Democrats have tried to minimize the $22 billion difference between their bills and the president’s budget and have expressed confidence that the two sides can come to a reasonable agreement. Speaker Nancy Pelosi (D-Calif.) and Senate Majority Leader Harry Reid (D-Nev.) released a letter to the White House two weeks ago calling for an accommodation on the issue, and leaders met at the White House last week. But despite a collegial meeting, there was no sign of any real progress.

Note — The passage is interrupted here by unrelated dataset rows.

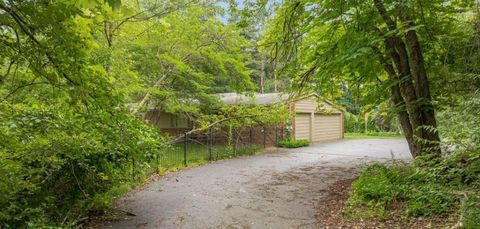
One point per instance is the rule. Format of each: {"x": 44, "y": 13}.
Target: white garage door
{"x": 327, "y": 127}
{"x": 302, "y": 126}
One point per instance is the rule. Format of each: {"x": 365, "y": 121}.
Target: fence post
{"x": 276, "y": 133}
{"x": 210, "y": 143}
{"x": 283, "y": 127}
{"x": 251, "y": 135}
{"x": 133, "y": 169}
{"x": 234, "y": 137}
{"x": 264, "y": 137}
{"x": 185, "y": 149}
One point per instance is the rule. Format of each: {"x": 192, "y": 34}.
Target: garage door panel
{"x": 302, "y": 126}
{"x": 327, "y": 127}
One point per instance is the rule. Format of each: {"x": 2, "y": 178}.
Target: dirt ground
{"x": 277, "y": 189}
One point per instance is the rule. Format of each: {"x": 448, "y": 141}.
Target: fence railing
{"x": 220, "y": 144}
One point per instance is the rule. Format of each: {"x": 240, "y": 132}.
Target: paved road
{"x": 272, "y": 190}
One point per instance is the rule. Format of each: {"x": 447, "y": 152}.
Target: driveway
{"x": 278, "y": 189}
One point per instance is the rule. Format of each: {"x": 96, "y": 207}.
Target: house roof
{"x": 256, "y": 98}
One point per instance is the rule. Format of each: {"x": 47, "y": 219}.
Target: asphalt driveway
{"x": 278, "y": 189}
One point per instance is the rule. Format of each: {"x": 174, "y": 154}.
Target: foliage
{"x": 70, "y": 141}
{"x": 292, "y": 143}
{"x": 57, "y": 162}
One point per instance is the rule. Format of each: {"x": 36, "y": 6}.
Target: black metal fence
{"x": 219, "y": 144}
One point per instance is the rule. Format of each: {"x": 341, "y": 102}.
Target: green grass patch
{"x": 374, "y": 135}
{"x": 445, "y": 187}
{"x": 292, "y": 143}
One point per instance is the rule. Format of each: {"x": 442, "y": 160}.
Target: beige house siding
{"x": 327, "y": 127}
{"x": 317, "y": 121}
{"x": 302, "y": 126}
{"x": 306, "y": 106}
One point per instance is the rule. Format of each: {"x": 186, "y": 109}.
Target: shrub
{"x": 293, "y": 143}
{"x": 57, "y": 164}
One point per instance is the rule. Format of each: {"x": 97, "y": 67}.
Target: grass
{"x": 373, "y": 135}
{"x": 441, "y": 189}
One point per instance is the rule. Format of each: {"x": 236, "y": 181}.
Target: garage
{"x": 302, "y": 124}
{"x": 316, "y": 120}
{"x": 327, "y": 127}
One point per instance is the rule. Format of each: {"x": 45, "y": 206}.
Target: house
{"x": 312, "y": 119}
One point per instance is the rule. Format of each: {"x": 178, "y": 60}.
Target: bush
{"x": 293, "y": 143}
{"x": 58, "y": 164}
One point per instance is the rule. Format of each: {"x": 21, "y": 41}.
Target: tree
{"x": 380, "y": 45}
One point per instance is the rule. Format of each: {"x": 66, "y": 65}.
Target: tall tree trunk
{"x": 262, "y": 75}
{"x": 397, "y": 53}
{"x": 398, "y": 102}
{"x": 422, "y": 88}
{"x": 409, "y": 64}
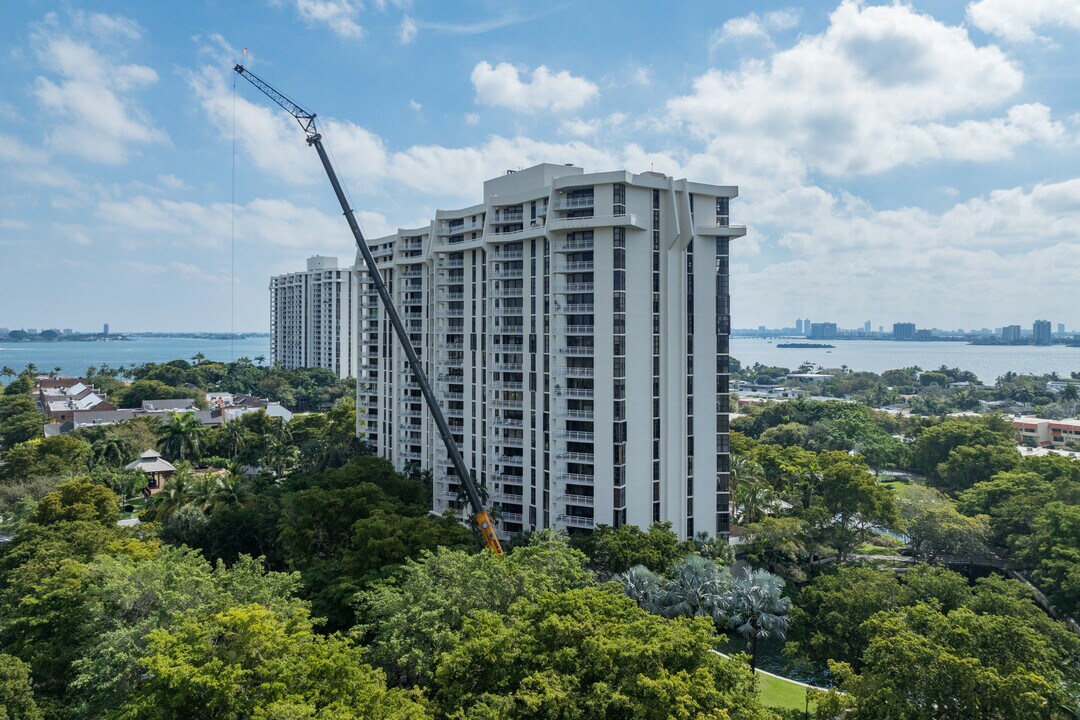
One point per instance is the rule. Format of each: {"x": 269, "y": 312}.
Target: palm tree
{"x": 183, "y": 437}
{"x": 644, "y": 586}
{"x": 754, "y": 498}
{"x": 233, "y": 437}
{"x": 232, "y": 490}
{"x": 696, "y": 589}
{"x": 757, "y": 609}
{"x": 111, "y": 451}
{"x": 175, "y": 494}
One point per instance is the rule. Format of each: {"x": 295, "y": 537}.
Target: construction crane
{"x": 307, "y": 120}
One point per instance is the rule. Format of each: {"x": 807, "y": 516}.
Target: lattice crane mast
{"x": 307, "y": 120}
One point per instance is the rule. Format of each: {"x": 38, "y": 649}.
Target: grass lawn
{"x": 777, "y": 692}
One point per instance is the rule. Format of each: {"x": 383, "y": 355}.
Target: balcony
{"x": 447, "y": 229}
{"x": 581, "y": 266}
{"x": 577, "y": 203}
{"x": 596, "y": 221}
{"x": 575, "y": 415}
{"x": 574, "y": 309}
{"x": 510, "y": 460}
{"x": 575, "y": 287}
{"x": 576, "y": 500}
{"x": 581, "y": 351}
{"x": 576, "y": 521}
{"x": 720, "y": 230}
{"x": 581, "y": 393}
{"x": 576, "y": 435}
{"x": 577, "y": 478}
{"x": 576, "y": 457}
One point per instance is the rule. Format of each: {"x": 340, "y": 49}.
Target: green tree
{"x": 16, "y": 694}
{"x": 408, "y": 624}
{"x": 933, "y": 445}
{"x": 532, "y": 663}
{"x": 245, "y": 662}
{"x": 183, "y": 437}
{"x": 757, "y": 609}
{"x": 616, "y": 551}
{"x": 968, "y": 465}
{"x": 935, "y": 528}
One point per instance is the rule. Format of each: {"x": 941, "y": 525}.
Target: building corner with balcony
{"x": 575, "y": 327}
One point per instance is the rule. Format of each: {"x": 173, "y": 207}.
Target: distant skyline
{"x": 915, "y": 161}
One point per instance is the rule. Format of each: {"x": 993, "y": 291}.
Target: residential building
{"x": 903, "y": 330}
{"x": 1038, "y": 432}
{"x": 313, "y": 317}
{"x": 823, "y": 331}
{"x": 576, "y": 329}
{"x": 1040, "y": 330}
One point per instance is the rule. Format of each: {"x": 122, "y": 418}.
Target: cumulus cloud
{"x": 879, "y": 87}
{"x": 987, "y": 253}
{"x": 340, "y": 16}
{"x": 755, "y": 27}
{"x": 1017, "y": 21}
{"x": 501, "y": 85}
{"x": 91, "y": 96}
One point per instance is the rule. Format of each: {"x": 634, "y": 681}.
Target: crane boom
{"x": 307, "y": 120}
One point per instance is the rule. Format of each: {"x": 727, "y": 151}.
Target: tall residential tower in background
{"x": 314, "y": 316}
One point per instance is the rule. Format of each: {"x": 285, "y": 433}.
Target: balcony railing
{"x": 576, "y": 521}
{"x": 575, "y": 203}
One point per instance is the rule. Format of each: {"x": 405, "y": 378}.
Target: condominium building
{"x": 313, "y": 317}
{"x": 575, "y": 327}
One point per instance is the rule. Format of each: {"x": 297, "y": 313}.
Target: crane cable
{"x": 232, "y": 234}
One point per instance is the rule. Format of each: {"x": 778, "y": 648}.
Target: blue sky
{"x": 896, "y": 162}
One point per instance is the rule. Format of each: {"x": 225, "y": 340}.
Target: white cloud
{"x": 755, "y": 27}
{"x": 407, "y": 31}
{"x": 502, "y": 86}
{"x": 880, "y": 87}
{"x": 1008, "y": 254}
{"x": 338, "y": 15}
{"x": 93, "y": 110}
{"x": 1016, "y": 21}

Indeed, any thaw was chilled almost immediately.
Pelosi called the difference very small in the context of a $2.7 trillion budget, while Bush retorted at a press conference the following day that only “career politicians in Washington” could dismiss $22 billion as small.
“It’s hard to predict how this thing will fall out,” Serrano said. “August is a long month and people have time to think and rethink.”
The administration also says it wants to avoid a shutdown and proposes a solution: Spend less.
“The administration is dedicated to making sure the federal government continues its operations without interruption, which is precisely why we have expressed our concern and have been continually calling upon Congress to do its fundamental responsibility and pass individual appropriations bills,” said Sean Kevelighan, spokesman for the Office of Management and Budget. “If the Democratic Congressional leadership knows they cannot sustain a strategy of trying to spend billions more in taxpayer dollars, then perhaps they should shift themselves more toward the reasonable and responsible top-line spending levels the president has proposed.”
A Democratic leadership aide suggested the Republicans want a government shutdown. “This is the Newt Gingrich playbook,” the aide said. “It failed once, it’s going to fail again. The American people trust Democrats to meet their priorities and we will. Republicans are looking for a fight.”
There appears to be little incentive for either side to give in anytime soon. Some Republican conservatives have been eager for a veto battle to help restore their party’s creditability on fiscal responsibility, while long-out-of-power Democrats have many interests that are demanding their slice of pie.
Democrats and the president have relatively poor ratings among their own party’s supporters, and if either side caves early without putting up a major fight, it could depress those numbers even further.
Democrats intend to take the fight to the public, arguing that the difference in spending between Congress and the president amounts to less than two months of spending on the Iraq War.
The Iraq debate likely will get tied up with the spending battle, as Democrats may roll all of the spending bills with the Iraq spending bill into a giant omnibus bill. During the debate on the Iraq supplemental earlier this year, Democrats ultimately caved on Iraq War restrictions, and Bush agreed to $17 billion in extra spending.
Democrats want a similar amount of extra spending this time around but may be slower to embrace a spending bill without a real timeline for withdrawal.
Susan Davis contributed to this report.